Most Christians readily acknowledge the sinister threat of mixing ungodly aspects of popular culture into our beliefs and practices.
Lying, for example, is considered a protected aspect of free speech in the United States, but that does not justify its employ by Christians. Celebrating the unclad human figure beyond the confines of marriage may be condoned as art, but believers easily recognize such distractions as incompatible with Christian practice. However, from the nascent moments of the early Church, a more deceptive infection has perpetually threatened Christianity. One of the first church councils in Christian history convened to consider teachings perpetuating the idea that believers “must be circumcised and required to obey the law of Moses” (Act 15).
Just as God restricted cross-breeding between unintended “kinds” of animals, so he requires separation between different systems of worship (Heb 10:9).
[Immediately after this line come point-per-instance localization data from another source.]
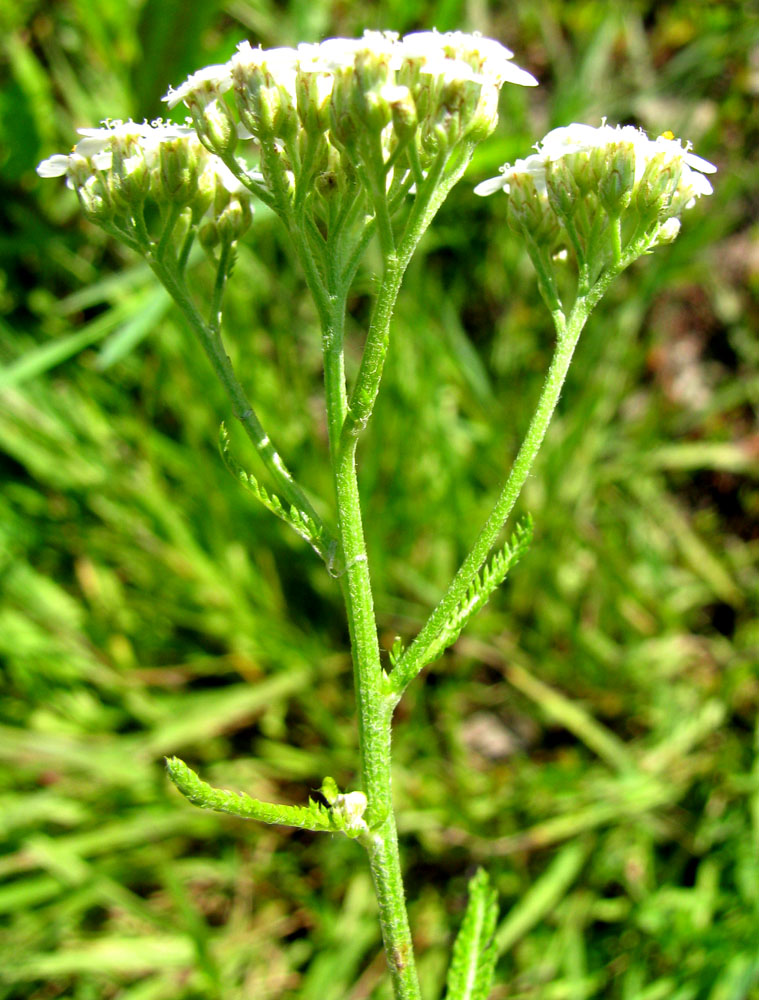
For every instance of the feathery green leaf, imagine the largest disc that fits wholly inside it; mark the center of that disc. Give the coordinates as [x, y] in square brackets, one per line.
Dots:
[298, 520]
[473, 961]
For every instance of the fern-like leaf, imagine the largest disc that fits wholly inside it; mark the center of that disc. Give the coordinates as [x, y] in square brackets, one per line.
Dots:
[298, 520]
[487, 580]
[345, 816]
[471, 971]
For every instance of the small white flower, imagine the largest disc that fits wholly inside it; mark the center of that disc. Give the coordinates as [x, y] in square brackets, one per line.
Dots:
[487, 59]
[201, 87]
[56, 165]
[352, 806]
[225, 175]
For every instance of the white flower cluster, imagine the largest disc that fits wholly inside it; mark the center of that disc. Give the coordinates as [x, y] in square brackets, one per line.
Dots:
[437, 87]
[615, 168]
[119, 167]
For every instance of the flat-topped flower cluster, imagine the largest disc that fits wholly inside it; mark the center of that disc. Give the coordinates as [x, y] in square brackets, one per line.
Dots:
[346, 127]
[122, 168]
[579, 173]
[443, 85]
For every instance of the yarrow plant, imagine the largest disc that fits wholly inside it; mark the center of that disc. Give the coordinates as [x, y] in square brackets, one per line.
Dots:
[351, 141]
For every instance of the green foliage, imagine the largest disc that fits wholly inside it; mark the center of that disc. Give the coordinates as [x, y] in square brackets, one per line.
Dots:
[150, 607]
[312, 817]
[473, 960]
[299, 520]
[488, 579]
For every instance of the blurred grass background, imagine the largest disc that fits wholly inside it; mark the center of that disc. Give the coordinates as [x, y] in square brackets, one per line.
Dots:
[592, 739]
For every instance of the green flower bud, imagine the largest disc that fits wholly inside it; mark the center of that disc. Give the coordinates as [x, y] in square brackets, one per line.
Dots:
[178, 171]
[208, 235]
[563, 190]
[95, 199]
[216, 127]
[615, 166]
[657, 186]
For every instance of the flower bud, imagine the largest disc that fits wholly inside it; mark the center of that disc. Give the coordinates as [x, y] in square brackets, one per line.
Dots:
[130, 176]
[313, 92]
[208, 235]
[178, 171]
[95, 199]
[216, 127]
[668, 230]
[234, 219]
[657, 185]
[562, 188]
[615, 167]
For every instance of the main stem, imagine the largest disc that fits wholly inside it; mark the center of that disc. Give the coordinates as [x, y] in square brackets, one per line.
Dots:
[374, 706]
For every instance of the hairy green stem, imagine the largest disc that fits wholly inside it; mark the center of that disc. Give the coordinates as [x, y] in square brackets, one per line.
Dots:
[568, 331]
[213, 346]
[416, 656]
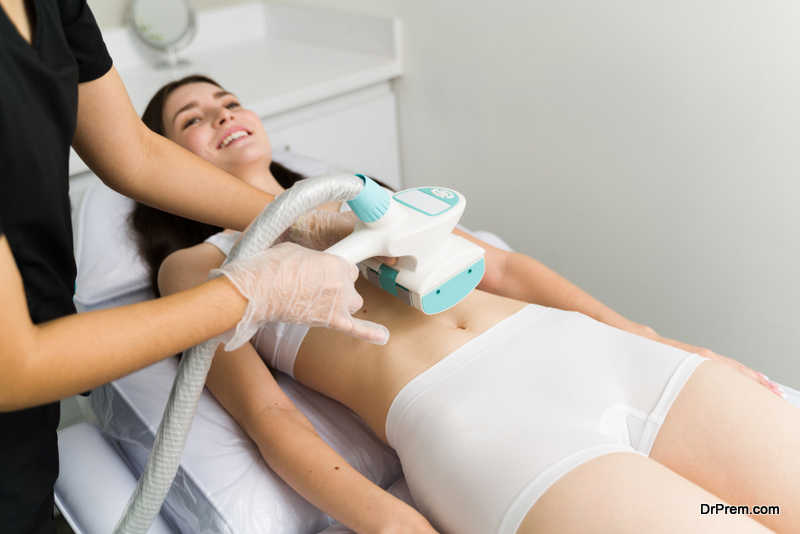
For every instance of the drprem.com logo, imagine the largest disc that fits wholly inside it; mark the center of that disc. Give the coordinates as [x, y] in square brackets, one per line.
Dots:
[720, 509]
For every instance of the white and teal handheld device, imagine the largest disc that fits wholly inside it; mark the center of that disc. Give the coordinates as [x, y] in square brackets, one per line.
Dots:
[435, 269]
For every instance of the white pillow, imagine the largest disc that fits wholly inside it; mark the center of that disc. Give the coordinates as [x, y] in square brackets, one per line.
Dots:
[110, 270]
[109, 265]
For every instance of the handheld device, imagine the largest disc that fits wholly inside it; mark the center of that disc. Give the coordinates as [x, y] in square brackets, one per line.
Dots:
[435, 269]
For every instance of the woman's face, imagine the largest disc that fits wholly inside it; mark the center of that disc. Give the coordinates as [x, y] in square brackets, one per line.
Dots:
[209, 121]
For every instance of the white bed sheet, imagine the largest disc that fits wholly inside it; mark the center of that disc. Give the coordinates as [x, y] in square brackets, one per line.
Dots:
[223, 484]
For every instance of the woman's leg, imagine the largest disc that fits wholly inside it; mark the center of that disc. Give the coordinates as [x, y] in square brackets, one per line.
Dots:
[624, 493]
[736, 440]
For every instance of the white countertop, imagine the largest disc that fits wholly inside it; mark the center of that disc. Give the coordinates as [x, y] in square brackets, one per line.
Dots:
[275, 57]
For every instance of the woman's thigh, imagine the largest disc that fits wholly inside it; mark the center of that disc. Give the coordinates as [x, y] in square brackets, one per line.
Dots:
[624, 493]
[733, 438]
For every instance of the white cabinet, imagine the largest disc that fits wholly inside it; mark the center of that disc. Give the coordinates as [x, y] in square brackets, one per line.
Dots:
[358, 132]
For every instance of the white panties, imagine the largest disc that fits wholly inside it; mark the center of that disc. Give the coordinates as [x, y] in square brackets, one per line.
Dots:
[482, 434]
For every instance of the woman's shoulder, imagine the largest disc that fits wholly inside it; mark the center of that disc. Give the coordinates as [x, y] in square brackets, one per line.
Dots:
[188, 267]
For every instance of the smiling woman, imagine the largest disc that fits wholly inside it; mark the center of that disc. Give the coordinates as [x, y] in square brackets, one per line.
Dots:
[557, 401]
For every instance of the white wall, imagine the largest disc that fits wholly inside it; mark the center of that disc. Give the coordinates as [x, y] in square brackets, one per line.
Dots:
[649, 152]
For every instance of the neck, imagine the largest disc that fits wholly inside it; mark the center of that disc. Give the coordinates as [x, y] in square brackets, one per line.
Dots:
[260, 177]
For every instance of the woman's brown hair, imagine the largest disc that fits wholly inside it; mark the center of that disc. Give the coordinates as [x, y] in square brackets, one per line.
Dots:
[158, 233]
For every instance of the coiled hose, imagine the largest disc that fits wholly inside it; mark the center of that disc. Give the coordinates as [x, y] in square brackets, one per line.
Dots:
[156, 479]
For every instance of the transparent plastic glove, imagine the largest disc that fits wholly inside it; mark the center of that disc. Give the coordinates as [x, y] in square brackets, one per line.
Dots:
[292, 284]
[319, 230]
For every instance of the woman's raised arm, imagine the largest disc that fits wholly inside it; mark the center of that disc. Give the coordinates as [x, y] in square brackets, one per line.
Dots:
[143, 165]
[286, 439]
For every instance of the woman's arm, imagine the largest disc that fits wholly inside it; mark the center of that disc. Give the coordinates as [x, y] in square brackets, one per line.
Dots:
[286, 439]
[514, 275]
[138, 163]
[46, 362]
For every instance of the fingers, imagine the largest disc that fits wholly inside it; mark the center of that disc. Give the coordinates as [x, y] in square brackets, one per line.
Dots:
[368, 331]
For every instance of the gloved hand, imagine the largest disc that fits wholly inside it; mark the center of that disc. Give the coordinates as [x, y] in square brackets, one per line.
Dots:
[319, 229]
[292, 284]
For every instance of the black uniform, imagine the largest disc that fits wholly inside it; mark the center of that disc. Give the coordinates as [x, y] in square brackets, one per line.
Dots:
[38, 112]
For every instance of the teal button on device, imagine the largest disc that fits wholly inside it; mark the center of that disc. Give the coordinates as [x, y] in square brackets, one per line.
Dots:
[371, 203]
[454, 290]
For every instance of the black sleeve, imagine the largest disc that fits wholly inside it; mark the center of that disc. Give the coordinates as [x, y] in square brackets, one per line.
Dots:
[85, 39]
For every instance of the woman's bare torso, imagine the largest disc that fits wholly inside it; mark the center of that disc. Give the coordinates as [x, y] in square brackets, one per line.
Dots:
[366, 377]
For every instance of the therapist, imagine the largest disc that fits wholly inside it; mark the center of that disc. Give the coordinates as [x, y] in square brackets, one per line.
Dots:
[58, 86]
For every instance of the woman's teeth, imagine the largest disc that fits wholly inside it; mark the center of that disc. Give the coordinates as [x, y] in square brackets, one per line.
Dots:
[233, 137]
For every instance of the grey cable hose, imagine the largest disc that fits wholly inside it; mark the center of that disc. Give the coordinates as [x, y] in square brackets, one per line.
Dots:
[156, 479]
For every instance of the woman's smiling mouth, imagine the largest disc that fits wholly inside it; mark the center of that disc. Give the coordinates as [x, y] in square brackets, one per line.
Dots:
[230, 138]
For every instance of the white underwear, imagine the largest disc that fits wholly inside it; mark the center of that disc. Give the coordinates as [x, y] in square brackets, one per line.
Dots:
[483, 433]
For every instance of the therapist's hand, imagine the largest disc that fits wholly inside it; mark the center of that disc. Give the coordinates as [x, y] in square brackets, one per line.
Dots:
[292, 284]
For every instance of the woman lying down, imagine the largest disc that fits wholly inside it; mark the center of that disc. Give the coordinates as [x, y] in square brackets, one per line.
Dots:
[508, 413]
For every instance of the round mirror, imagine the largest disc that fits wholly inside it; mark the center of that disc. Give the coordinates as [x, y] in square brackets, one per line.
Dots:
[166, 25]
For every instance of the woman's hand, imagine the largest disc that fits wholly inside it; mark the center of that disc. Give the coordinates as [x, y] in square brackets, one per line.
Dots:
[292, 284]
[713, 356]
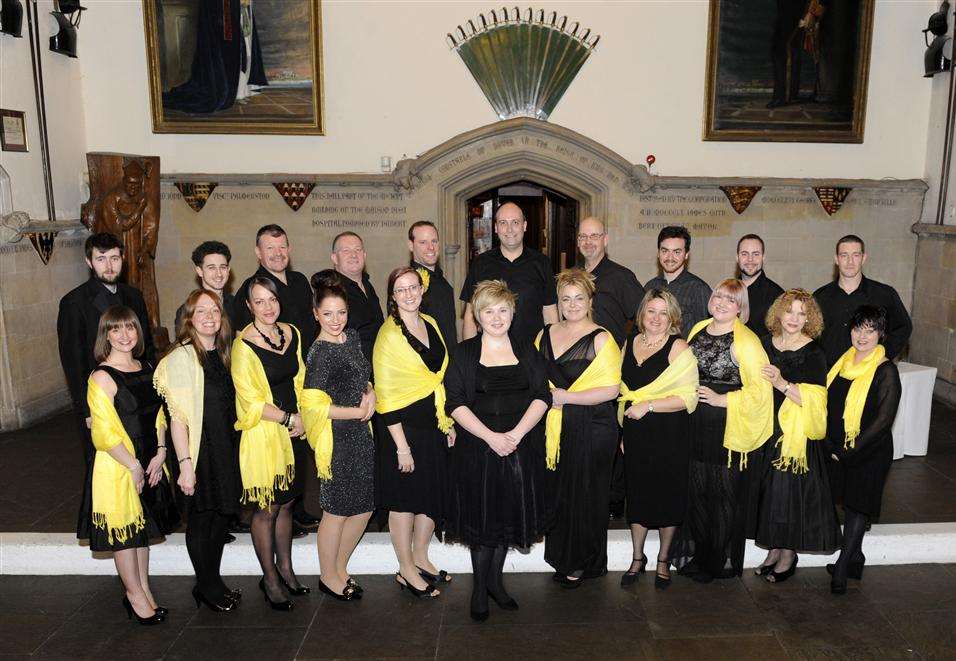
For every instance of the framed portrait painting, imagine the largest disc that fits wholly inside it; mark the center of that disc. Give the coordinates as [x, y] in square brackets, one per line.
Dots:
[788, 70]
[235, 66]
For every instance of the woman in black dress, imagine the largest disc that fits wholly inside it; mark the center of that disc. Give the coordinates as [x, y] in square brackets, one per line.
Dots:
[411, 480]
[268, 373]
[794, 509]
[863, 394]
[337, 403]
[193, 379]
[583, 363]
[497, 393]
[659, 388]
[129, 505]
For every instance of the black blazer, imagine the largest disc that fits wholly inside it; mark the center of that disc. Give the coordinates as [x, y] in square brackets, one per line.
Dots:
[76, 326]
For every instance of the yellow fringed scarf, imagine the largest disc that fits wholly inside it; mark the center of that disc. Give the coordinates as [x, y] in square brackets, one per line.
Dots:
[116, 505]
[799, 423]
[678, 380]
[750, 409]
[861, 375]
[401, 377]
[266, 462]
[604, 371]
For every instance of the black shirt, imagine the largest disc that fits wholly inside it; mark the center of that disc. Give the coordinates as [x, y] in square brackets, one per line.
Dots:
[438, 302]
[762, 292]
[692, 295]
[529, 276]
[838, 307]
[295, 302]
[617, 297]
[365, 312]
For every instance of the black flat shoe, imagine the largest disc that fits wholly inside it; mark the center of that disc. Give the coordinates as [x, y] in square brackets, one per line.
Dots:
[153, 619]
[430, 591]
[286, 605]
[631, 575]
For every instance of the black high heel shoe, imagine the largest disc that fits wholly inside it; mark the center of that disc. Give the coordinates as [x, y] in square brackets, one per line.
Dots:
[286, 605]
[200, 598]
[153, 619]
[430, 591]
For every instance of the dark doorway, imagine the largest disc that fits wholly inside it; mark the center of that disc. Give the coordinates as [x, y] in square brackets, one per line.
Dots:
[552, 220]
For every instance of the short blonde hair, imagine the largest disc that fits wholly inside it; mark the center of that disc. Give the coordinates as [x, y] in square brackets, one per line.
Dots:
[738, 290]
[489, 292]
[814, 326]
[673, 309]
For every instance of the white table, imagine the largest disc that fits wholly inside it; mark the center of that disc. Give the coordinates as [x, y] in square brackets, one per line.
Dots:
[911, 428]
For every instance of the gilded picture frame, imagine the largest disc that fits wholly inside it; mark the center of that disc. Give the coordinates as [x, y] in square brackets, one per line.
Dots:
[791, 71]
[235, 66]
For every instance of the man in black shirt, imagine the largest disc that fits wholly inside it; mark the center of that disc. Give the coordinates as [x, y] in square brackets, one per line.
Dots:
[761, 290]
[526, 271]
[839, 299]
[618, 294]
[692, 293]
[365, 311]
[438, 301]
[295, 293]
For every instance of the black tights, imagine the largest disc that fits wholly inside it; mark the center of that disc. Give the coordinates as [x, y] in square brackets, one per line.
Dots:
[487, 565]
[205, 538]
[854, 527]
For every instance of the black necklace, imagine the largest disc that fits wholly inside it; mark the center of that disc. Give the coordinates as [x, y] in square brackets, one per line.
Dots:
[275, 347]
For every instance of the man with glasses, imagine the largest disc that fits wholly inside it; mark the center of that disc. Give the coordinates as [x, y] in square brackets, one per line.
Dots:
[527, 272]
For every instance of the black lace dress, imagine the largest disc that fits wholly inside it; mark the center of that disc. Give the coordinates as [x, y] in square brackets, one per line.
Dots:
[136, 403]
[342, 372]
[422, 491]
[794, 511]
[579, 489]
[711, 541]
[656, 450]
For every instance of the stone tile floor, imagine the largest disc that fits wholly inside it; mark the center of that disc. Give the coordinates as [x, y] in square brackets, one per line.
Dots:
[894, 613]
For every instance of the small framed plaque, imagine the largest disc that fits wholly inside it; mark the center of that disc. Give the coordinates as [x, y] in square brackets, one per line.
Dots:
[13, 130]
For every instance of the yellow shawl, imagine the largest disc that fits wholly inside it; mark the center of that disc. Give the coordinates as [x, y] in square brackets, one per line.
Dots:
[604, 371]
[266, 461]
[678, 380]
[401, 377]
[116, 505]
[750, 409]
[179, 380]
[861, 375]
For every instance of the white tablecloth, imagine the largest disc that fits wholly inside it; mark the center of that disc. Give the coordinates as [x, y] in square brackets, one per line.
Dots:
[911, 428]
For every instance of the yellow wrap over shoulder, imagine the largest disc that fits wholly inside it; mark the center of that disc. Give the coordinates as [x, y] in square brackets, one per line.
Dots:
[678, 380]
[401, 377]
[750, 409]
[266, 461]
[604, 371]
[116, 505]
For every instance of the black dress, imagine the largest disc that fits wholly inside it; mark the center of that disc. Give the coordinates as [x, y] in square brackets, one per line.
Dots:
[218, 485]
[794, 511]
[579, 489]
[280, 371]
[858, 478]
[656, 450]
[712, 539]
[494, 500]
[423, 490]
[136, 403]
[342, 371]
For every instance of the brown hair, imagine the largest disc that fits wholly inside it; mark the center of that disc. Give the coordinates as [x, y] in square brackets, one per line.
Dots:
[814, 325]
[116, 316]
[189, 335]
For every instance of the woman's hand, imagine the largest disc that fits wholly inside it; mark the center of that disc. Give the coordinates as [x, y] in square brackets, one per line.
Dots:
[709, 397]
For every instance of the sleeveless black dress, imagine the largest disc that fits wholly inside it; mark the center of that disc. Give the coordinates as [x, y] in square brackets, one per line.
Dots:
[656, 449]
[136, 403]
[579, 489]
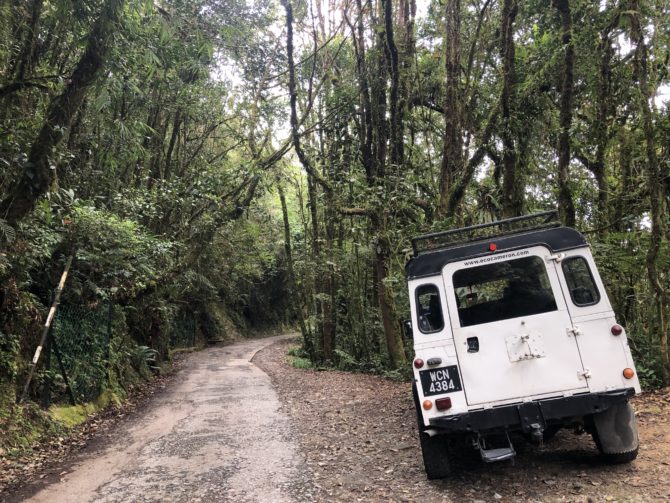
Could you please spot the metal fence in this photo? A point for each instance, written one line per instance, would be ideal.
(77, 355)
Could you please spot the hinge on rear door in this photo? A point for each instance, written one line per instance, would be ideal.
(574, 331)
(584, 374)
(556, 256)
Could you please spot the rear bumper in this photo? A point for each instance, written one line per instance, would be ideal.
(530, 416)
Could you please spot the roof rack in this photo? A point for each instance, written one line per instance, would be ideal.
(454, 237)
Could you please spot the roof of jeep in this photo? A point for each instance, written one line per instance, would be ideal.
(431, 262)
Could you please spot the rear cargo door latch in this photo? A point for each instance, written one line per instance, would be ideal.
(556, 256)
(574, 331)
(584, 374)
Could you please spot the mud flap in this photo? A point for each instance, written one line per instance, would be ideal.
(616, 429)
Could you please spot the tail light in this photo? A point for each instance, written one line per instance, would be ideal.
(616, 329)
(443, 403)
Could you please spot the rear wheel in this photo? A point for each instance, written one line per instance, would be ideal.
(435, 449)
(615, 433)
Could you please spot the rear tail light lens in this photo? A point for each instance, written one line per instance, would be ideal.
(443, 403)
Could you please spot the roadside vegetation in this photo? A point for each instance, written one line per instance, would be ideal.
(217, 168)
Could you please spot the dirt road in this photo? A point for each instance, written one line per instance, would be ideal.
(220, 432)
(215, 435)
(358, 434)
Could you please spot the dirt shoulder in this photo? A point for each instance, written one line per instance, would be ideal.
(359, 436)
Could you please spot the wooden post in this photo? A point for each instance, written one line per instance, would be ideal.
(47, 327)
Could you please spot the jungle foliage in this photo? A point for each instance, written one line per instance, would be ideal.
(225, 165)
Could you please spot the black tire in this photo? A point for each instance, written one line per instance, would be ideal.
(616, 425)
(550, 432)
(435, 449)
(435, 452)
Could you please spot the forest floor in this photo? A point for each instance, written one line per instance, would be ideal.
(359, 437)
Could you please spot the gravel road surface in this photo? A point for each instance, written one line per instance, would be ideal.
(216, 434)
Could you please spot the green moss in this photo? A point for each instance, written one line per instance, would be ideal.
(300, 363)
(73, 415)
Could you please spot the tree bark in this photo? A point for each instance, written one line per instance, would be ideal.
(38, 175)
(452, 148)
(655, 179)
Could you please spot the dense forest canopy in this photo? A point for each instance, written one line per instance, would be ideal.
(239, 165)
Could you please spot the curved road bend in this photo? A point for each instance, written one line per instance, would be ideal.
(215, 435)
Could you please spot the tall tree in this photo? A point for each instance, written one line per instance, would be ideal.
(37, 174)
(565, 203)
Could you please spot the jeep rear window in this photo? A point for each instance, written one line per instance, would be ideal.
(583, 290)
(429, 310)
(503, 290)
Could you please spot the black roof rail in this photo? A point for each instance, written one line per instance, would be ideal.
(454, 237)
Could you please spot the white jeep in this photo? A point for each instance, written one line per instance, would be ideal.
(513, 332)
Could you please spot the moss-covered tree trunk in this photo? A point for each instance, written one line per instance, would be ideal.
(38, 174)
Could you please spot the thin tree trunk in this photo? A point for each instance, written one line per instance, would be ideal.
(38, 175)
(566, 205)
(297, 303)
(512, 194)
(452, 151)
(655, 180)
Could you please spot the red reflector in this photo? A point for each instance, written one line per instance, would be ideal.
(443, 403)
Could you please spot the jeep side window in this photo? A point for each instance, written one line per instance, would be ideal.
(503, 290)
(429, 310)
(582, 287)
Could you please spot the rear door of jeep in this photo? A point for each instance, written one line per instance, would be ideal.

God never changes in his character, but what he expects from his people often does change.
In spite of the biblical evidence, however, syncretistic co-mingling between different systems of godly worship often continues unabated within the Church.
It renders participants incapable of rightly living according to the New Covenant and subjects them to what Paul called no gospel at all. Cults who excel at such blending tend to stand out, but churches that promote biblical promises for their worldly gain or who enjoin legal expectations upon members beyond that which Jesus conveys through his blood render the gospel void of grace even when the outside appears attractive.
Under such interplay, the profession turns into prostitution.
As our family reviewed in our study through Wineskins, it can even blind Christians at the highest levels of ministry.
How would you describe the Christian system of worship established by Jesus?